Tuesday, 20 November 2012

Wildlife charity threatens legal action over bee killing pesticides

Government ignoring plight of Britain's bees
November 2012. Wildlife charity, Buglife - The Invertebrate Conservation Trust is asking the UK Government to justify its decision to allow the use of bee killing pesticides or face a court case. Buglife has sent Defra (Department for Environment, Food and Rural Affairs) a letter outlining a possible case as a preliminary to legal action. Buglife has also submitted the letter as evidence to the current House of Commons Environmental Audit Committee inquiry into the impact of insecticides on bees and other insects.

Suspended in France, Germany, Italy and Slovenia
Buglife argue that the legislation is clear; governments must take a precautionary approach in regulating pesticides. As a result France, Germany, Italy and Slovenia have suspended various neonicotinoid insecticides. Meanwhile in the UK neonicotinoid use has grown to the point where they are used on 1.2 million hectares of the British countryside.

Matt Shardlow, Buglife Chief Executive Officer said "Buglife has repeatedly raised concerns about the potential that these insecticides have to damage pollinators and the service they provide to us, but every time new bee damage evidence is published Government repeats that there is not enough proof to act. We believe that Government must stop their use now because there is no proof that neonicotinoids are environmentally safe".

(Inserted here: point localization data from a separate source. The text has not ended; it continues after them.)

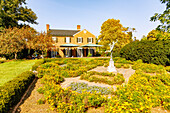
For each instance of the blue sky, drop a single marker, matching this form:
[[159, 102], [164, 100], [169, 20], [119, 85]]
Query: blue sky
[[90, 14]]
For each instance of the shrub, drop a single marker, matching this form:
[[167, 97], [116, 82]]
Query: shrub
[[126, 66], [167, 68], [156, 52], [118, 65], [38, 63], [41, 101], [111, 79], [2, 60], [80, 87], [89, 55], [12, 91]]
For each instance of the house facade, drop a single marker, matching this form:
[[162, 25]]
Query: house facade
[[72, 43]]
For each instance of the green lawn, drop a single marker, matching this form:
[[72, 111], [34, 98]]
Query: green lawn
[[12, 69]]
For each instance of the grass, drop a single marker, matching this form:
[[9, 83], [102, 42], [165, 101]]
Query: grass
[[12, 69]]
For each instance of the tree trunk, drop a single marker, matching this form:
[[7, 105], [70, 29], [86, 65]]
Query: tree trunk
[[42, 54], [15, 56]]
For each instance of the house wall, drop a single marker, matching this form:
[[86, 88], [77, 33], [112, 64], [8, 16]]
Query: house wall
[[84, 35]]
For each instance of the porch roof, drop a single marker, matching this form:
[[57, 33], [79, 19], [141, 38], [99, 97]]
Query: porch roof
[[69, 45], [91, 45]]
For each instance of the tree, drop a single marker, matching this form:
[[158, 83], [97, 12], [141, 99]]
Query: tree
[[43, 42], [112, 30], [144, 38], [13, 11], [12, 41], [158, 35], [164, 18]]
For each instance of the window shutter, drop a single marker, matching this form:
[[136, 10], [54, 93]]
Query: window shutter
[[56, 40]]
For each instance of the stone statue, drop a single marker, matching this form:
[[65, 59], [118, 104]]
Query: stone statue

"If we lose, bees, hoverflies, butterflies, mayflies and earthworms then wildflowers, garden flowers and fruits will dwindle and we will all suffer. This loss could cost UK farmers an estimated £510 million annually in crop yield, with the addition of alternative pollination methods costing a further £1.8 billion each year".

For years Buglife has been concerned that pesticide regulation is unable to identify which pesticides will damage populations of wild, non-target, invertebrates. Buglife is questioning the grounds on which Defra made the decision that ‘no change in the existing regulation of neonicotinoids is required' and considers that the decision is open to challenge by way of a judicial review.